Fed. R. Civ. P. 4(m) requires a plaintiff to serve a defendant within 90 days of filing the complaint. If service is not completed in time, the court must either dismiss the action without prejudice against that defendant or order that service be made within a specified time. If the plaintiff shows "good cause" for the failure, the court must grant an extension. Even absent good cause, the court has discretion to grant a permissive extension for "excusable neglect."
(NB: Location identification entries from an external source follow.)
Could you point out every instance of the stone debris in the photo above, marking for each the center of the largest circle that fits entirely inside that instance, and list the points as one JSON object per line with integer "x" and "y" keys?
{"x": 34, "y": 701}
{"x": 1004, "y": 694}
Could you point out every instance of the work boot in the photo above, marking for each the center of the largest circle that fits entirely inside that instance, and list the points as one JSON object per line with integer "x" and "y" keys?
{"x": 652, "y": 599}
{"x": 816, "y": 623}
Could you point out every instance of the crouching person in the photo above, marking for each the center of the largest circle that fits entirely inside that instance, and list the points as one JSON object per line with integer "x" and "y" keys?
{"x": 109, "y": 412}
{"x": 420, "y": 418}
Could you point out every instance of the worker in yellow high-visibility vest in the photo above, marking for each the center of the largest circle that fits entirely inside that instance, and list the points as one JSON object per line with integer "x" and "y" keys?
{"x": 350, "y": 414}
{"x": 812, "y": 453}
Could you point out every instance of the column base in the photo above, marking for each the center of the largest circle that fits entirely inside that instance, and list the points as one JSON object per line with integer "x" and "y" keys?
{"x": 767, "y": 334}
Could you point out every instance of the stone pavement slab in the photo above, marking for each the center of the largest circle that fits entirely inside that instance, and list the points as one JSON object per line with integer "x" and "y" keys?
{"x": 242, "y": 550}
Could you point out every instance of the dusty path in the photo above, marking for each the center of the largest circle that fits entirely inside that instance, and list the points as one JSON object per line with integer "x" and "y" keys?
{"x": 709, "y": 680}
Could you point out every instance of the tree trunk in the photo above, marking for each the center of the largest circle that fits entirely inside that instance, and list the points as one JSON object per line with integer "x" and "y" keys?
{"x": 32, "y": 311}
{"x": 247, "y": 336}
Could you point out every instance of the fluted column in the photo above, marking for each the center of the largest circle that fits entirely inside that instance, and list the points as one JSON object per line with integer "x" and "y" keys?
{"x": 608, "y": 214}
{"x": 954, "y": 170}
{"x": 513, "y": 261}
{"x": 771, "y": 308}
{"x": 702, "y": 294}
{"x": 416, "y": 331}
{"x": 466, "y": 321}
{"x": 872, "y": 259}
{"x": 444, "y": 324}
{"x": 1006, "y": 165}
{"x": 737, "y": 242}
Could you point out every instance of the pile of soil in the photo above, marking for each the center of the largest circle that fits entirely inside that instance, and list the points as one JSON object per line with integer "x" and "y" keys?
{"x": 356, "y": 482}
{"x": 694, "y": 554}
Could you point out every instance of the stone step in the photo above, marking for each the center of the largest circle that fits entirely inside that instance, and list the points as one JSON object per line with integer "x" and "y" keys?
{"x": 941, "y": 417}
Here, the 90-day deadline expired on July 23, 2025. Walls was not actually served until August 1, 2025 — nine days late. Plaintiffs argued good cause existed because Walls was evading service, which is a recognized basis for extending the deadline under Eighth Circuit precedent (citing Peer v. Vilsack and Kurka v. Iowa County). However, the court found that the plaintiffs provided no facts supporting evasion. To the contrary, documentary evidence showed that the process server was waiting on plaintiffs' counsel to contact the County Attorney's office about accepting service on Walls's behalf — indicating the delay was attributable to plaintiffs, not to Walls.

The court also noted that plaintiffs did not argue excusable neglect as an alternative. Finding no good cause and no excusable neglect argument, the court dismissed the remaining claims against Walls without prejudice under Rule 12(b)(5), consistent with the directive in Rule 4(m). Although Walls requested dismissal with prejudice on this ground, the court declined, instead applying the without-prejudice default prescribed by Rule 4(m).

Ground 2: Failure to State a Claim — Statute of Limitations (Rule 12(b)(6))

A Rule 12(b)(6) motion challenges whether the complaint's allegations, accepted as true, state a legally valid claim. Here, Walls argued that the assault and IIED claims were barred by the applicable statute of limitations (the legal deadline by which a lawsuit must be filed).

For claims brought under 42 U.S.C. § 1983 (the federal civil rights statute used to sue state and local officials for constitutional violations), courts borrow the relevant state limitations period. Under Minnesota law, intentional personal injury torts — including assault, battery, and IIED — carry a two-year statute of limitations (Minn. Stat. § 541.07(1)). A § 1983 claim accrues when the plaintiff has a complete and present cause of action — generally, when the harm occurs.

The underlying events occurred on April 29, 2019. The summons in this case did not issue until April 28, 2025 — six years later, four years beyond the two-year deadline. Plaintiffs did not respond to this argument and offered no basis to toll (pause or extend) the limitations period. The court found that plaintiffs had waived any counterargument by failing to respond, and granted dismissal of the assault and IIED claims against Walls with prejudice, meaning those specific claims against Walls cannot be refiled.

Disposition

The court granted Walls's motion in its entirety: - The assault and IIED claims against Walls are dismissed with prejudice. - All remaining claims against Walls are dismissed without prejudice. - A previously scheduled hearing for October 9, 2025, was canceled.

The case continues as to the other named defendants.